Calling printf() from an ISR is one of the most common and dangerous mistakes in embedded development, yet it is tempting because developers want debug output from interrupt context. The problems are multiple and severe. First, printf() is not reentrant — it uses internal static buffers and state. If the main loop is mid-printf when an ISR calls printf, the internal state (buffer pointers, format parsing position) is corrupted. The result is garbled output at best, a heap corruption or HardFault at worst. This is not theoretical — it is one of the most frequently encountered crash causes in embedded systems during development.
Second, printf() typically calls malloc() internally (for buffer management in many C library implementations) and malloc() is not reentrant either. If the main loop is inside a malloc call when the ISR triggers and calls printf, the heap's linked-list metadata is corrupted, causing either an immediate crash or a delayed, seemingly unrelated crash the next time any code touches the heap. Third, the underlying output mechanism (UART transmit, semihosting, SWO) involves blocking I/O. UART printf waits for the transmit buffer to drain, which can take milliseconds at 115200 baud for a long format string — an eternity in ISR context. During this time, all equal-and-lower-priority interrupts are blocked, latency guarantees are destroyed, and the system may miss time-critical events.
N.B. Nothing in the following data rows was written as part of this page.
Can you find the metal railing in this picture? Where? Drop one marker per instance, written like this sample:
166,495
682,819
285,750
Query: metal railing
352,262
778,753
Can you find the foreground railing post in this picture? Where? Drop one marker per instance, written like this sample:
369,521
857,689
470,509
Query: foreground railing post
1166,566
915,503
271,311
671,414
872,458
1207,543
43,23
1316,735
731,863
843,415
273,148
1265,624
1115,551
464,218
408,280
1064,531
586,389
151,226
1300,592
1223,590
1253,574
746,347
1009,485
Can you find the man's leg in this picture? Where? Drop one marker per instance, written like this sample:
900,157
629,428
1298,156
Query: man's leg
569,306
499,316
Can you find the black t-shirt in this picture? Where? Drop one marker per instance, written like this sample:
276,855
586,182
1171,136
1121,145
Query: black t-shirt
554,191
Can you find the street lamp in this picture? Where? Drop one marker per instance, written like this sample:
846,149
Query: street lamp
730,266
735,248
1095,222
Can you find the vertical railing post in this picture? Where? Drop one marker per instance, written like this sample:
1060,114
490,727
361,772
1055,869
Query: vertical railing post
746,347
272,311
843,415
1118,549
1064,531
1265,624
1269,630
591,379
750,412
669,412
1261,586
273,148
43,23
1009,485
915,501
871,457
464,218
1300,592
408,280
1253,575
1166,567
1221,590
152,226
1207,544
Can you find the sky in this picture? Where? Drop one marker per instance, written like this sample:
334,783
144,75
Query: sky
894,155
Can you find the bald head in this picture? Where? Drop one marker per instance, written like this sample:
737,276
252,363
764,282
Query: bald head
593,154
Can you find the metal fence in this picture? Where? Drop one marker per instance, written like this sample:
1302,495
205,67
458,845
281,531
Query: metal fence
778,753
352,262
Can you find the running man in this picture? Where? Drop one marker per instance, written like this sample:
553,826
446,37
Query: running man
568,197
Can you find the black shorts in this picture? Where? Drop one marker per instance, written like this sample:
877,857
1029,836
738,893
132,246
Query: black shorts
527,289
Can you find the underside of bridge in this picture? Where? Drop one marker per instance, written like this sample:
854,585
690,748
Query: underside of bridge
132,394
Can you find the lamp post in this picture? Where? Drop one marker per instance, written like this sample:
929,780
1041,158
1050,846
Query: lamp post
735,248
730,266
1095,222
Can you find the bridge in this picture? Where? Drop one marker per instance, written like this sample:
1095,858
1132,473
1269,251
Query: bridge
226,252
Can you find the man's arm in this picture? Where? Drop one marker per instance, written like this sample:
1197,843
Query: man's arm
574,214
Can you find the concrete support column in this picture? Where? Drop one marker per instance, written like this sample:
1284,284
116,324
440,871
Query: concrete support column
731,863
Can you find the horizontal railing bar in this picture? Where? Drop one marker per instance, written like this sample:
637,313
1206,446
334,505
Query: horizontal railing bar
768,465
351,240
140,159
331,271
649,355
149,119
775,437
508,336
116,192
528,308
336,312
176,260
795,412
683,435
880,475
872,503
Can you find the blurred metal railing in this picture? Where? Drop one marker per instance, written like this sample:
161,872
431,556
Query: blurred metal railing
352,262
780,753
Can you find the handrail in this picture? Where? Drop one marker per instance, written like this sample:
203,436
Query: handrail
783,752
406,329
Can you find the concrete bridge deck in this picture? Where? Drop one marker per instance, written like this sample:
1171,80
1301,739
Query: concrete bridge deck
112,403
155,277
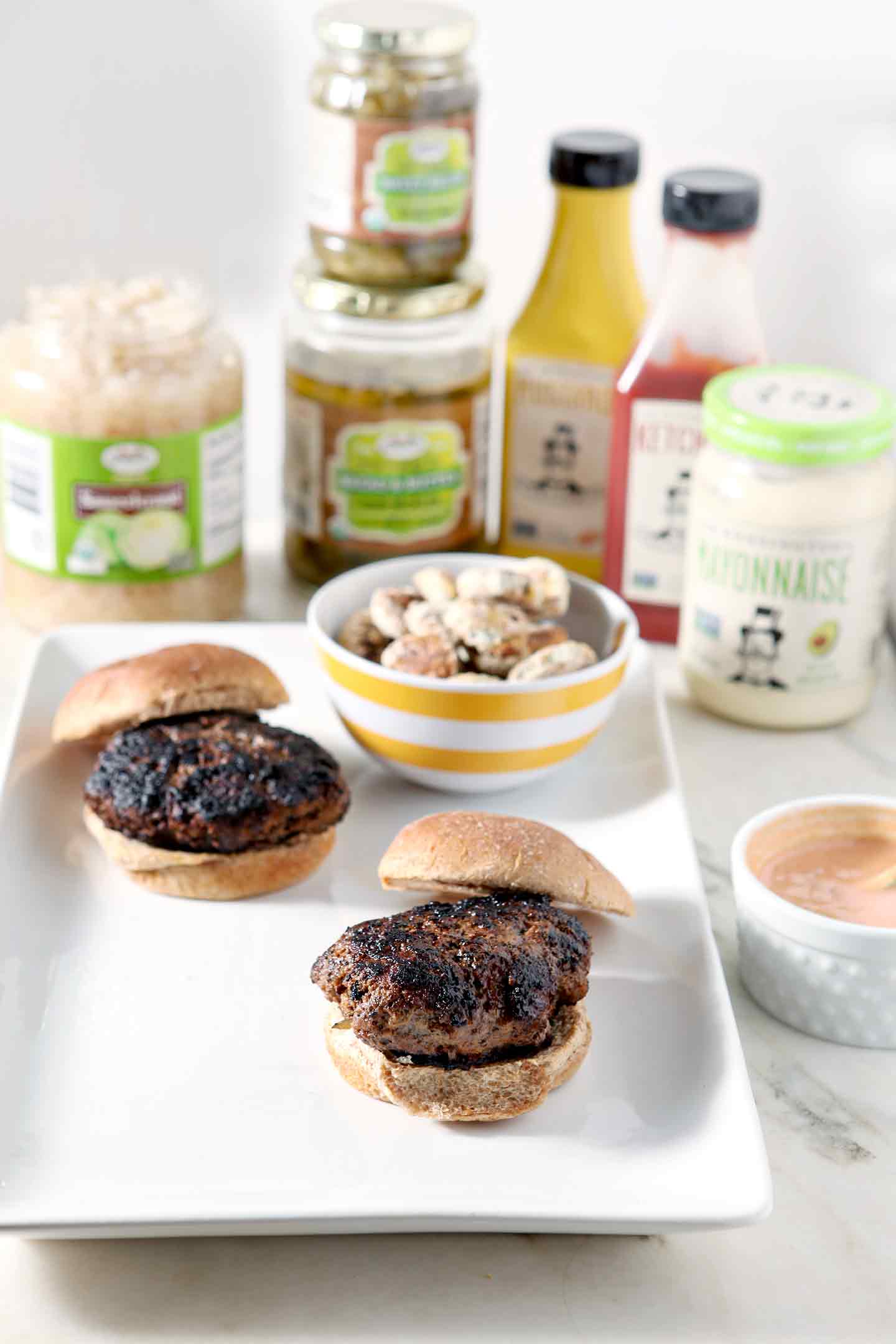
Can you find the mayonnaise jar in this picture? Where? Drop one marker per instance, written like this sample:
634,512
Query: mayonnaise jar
790,525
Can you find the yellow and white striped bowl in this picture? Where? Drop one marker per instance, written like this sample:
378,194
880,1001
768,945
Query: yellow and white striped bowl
470,738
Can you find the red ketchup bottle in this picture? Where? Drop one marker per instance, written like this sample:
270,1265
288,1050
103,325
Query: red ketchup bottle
704,322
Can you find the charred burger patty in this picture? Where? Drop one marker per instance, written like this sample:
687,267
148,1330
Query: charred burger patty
459,983
215,784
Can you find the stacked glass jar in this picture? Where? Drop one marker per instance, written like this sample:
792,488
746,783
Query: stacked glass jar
387,351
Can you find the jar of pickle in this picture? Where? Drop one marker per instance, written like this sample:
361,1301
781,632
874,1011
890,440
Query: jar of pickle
387,410
391,148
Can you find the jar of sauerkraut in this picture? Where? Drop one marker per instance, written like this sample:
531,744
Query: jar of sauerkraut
387,421
121,456
391,128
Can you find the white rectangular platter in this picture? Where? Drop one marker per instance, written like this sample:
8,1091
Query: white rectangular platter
162,1061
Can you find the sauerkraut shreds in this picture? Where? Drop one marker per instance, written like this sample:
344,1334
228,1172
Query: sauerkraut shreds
142,366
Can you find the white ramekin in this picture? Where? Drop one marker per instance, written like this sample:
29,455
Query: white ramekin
824,976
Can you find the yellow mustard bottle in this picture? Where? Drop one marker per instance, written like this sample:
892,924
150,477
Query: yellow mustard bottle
563,354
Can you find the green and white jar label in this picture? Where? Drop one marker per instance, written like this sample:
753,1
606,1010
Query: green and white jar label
123,510
355,476
783,609
390,178
398,479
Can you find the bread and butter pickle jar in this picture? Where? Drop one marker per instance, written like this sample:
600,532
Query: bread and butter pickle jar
387,406
391,141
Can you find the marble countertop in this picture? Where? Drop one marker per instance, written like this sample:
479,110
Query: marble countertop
818,1269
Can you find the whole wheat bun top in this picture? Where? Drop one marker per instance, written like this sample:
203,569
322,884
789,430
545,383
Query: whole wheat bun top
180,679
467,854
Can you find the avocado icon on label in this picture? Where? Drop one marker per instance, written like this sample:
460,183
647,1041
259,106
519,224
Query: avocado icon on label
824,637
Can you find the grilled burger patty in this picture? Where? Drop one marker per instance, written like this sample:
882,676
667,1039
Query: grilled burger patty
215,784
459,983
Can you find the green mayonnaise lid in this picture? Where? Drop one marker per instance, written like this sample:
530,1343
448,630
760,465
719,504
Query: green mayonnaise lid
798,416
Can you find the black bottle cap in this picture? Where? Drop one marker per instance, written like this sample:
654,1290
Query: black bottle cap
594,159
711,200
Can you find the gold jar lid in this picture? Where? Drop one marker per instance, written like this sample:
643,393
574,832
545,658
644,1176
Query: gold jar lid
395,27
323,293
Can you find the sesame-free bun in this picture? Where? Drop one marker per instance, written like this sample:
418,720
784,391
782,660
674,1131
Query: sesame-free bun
213,877
180,679
480,1093
475,854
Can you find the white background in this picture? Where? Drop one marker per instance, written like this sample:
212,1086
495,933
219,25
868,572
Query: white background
171,135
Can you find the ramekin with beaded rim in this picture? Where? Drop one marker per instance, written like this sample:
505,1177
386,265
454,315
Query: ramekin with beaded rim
472,738
828,978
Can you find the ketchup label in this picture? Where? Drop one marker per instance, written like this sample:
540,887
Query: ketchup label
665,439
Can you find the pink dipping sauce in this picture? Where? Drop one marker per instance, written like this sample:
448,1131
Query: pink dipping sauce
834,877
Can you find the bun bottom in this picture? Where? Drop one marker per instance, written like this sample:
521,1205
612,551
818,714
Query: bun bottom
481,1093
253,872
Safe alternatives for ISR debugging: (1) Toggle a GPIO pin and measure timing with an oscilloscope or logic analyzer — zero overhead, zero risk. (2) Write to a RAM-based circular log buffer in the ISR (just a pointer increment and a memcpy), then drain the buffer to UART in the main loop. (3) Use ITM/SWO trace output via the debug port, which is designed for this purpose and has minimal latency. (4) Set a volatile flag or error code that the main loop prints. The bottom line: printf in an ISR violates every ISR safety rule simultaneously — it is non-reentrant, uses the heap, blocks, and takes an unpredictable amount of time. Never use it, not even "temporarily" for debugging.